All cat owners will face the question of cat ailments and other diseases at some point over the course of their pet's lifetime. Most pets suffer infrequently from mild diseases, just the same as human beings. However, as your pet ages, the likelihood that these bouts of disease will increase in frequency and severity is good. As his owner, you are responsible for monitoring his health and taking him to a vet for treatment. If you are considering adding a cat to your household, or if you have a pet already, it is important to familiarize yourself with the proper procedures for diagnosing cat ailments.

Take Note of Symptoms

Perhaps the single most important thing that you can do to help diagnose your pet's condition is to recognize that he is suffering from a disease in the first place. Take the time to note your pet's healthy behavior and physicality. Each animal is different, and a behavior that may be somewhat unusual for another cat could be perfectly normal for yours. The strongest sign that your pet is suffering from a disease of some kind is a change in his behavior or physicality. The faster that you are able to recognize that change, the faster you can begin to diagnose and treat his disease.
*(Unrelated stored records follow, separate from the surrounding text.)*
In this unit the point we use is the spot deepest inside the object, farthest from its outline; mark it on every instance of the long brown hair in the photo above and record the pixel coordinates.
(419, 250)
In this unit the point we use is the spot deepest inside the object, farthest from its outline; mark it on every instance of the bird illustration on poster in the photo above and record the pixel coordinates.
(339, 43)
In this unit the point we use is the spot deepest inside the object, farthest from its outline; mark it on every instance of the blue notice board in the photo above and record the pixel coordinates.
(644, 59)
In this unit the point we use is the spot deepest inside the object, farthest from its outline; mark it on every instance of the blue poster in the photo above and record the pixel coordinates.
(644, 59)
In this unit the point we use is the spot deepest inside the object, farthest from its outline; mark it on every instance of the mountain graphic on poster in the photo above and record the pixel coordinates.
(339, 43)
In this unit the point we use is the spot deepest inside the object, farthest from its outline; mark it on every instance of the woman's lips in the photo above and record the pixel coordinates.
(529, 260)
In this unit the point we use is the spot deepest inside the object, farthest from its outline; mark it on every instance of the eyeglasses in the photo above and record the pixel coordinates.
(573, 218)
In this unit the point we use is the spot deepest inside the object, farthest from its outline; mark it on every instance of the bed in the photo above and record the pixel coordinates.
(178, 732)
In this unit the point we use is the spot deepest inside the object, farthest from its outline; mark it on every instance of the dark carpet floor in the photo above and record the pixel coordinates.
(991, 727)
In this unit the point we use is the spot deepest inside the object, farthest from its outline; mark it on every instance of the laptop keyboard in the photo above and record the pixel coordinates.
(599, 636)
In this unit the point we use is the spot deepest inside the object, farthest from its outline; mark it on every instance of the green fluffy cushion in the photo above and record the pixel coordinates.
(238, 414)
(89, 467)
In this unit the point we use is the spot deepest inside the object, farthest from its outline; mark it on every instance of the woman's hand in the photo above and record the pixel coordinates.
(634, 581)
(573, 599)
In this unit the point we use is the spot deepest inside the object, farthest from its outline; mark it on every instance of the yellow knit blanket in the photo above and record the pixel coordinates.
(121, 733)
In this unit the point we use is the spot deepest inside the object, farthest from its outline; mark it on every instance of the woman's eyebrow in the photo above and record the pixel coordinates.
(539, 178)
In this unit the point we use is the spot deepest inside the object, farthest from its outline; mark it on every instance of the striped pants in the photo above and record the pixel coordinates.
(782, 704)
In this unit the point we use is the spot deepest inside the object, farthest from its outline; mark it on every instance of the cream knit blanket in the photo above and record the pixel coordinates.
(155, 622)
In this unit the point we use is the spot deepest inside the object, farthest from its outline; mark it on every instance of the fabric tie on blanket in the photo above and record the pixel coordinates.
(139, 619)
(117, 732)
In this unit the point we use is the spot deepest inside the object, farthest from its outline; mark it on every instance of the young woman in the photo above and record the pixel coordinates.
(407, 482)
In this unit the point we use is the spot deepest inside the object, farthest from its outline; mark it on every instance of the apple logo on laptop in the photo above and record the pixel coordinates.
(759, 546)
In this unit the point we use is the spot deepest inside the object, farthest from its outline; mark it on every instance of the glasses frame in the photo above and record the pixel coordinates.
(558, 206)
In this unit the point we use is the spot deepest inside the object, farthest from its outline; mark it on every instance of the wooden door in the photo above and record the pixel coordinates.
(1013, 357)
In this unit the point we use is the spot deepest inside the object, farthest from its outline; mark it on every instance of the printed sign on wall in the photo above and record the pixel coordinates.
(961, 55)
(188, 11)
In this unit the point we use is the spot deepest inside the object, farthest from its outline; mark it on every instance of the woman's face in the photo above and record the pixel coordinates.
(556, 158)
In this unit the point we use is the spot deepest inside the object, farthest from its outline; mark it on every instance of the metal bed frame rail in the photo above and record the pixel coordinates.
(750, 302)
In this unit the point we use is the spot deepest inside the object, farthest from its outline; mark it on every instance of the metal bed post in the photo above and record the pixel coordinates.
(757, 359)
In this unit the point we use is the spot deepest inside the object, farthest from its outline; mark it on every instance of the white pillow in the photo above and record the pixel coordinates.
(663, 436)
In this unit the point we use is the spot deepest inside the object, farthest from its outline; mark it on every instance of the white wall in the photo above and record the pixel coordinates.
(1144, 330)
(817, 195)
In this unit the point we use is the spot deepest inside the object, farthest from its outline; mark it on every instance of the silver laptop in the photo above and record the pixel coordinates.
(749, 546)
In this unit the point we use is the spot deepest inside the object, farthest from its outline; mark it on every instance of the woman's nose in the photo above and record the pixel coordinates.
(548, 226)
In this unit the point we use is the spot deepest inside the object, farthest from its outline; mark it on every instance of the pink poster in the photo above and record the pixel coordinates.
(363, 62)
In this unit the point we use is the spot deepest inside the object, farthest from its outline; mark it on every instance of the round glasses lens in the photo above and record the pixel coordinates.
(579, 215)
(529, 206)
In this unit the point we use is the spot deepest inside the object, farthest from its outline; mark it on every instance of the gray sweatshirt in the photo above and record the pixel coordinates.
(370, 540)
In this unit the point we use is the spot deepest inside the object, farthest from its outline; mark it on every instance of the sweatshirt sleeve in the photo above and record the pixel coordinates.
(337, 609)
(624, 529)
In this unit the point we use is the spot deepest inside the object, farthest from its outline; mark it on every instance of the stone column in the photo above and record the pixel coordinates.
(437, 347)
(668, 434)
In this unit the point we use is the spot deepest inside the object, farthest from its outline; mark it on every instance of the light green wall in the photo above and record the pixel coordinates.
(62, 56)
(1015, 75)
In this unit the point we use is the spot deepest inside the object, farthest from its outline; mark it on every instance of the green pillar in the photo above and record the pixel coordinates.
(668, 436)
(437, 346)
Some of the most common symptoms of feline disease include the following:

  • Vomiting and diarrhea
  • Lethargy
  • Depression
  • Limping
  • Discoloration of various parts of the body
  • Discharge from the ears, eyes, nose or other orifice
  • Visible signs of irritated or sore skin

If you see any of these symptoms, or any other unusual behavior or indication that isn't listed here, take note of the date of onset and the progression of the symptom. This information will prove helpful in diagnosing a potential cause of the symptom.

Take Your Pet to the Vet's Office

Having carefully documented the symptoms that you have noticed, you are adequately prepared to have your cat examined by a veterinarian. He will use your observations to aid in his examination of your pet. Depending upon the severity of the symptoms and the types of behaviors and physical changes, he may run a series of diagnostic tests. In most cases these begin with a complete physical exam, in which your doctor inspects your cat's body for visible signs of disease.

Oftentimes a veterinarian continues with other tests beyond the physical examination. A blood sample and count can help to determine if your pet has had any changes in hormone balance or any unusual substances in his bloodstream. A stool sample and urinalysis can analyze the health of his digestive and urinary tracts, respectively. X-rays and biopsies are useful in pinpointing conditions that may affect your pet's bones or internal organs. Beyond these, there are a number of other types of tests that may prove helpful in diagnosing your pet's condition.

Having diagnosed the underlying cause of your animal's symptoms, you and your vet can work together to formulate a treatment plan to address the disease. The sooner that you can take your pet into the vet's for diagnosis, the sooner that you will be able to begin treating his condition. In some cases, this can mean the difference between life and death for your pet.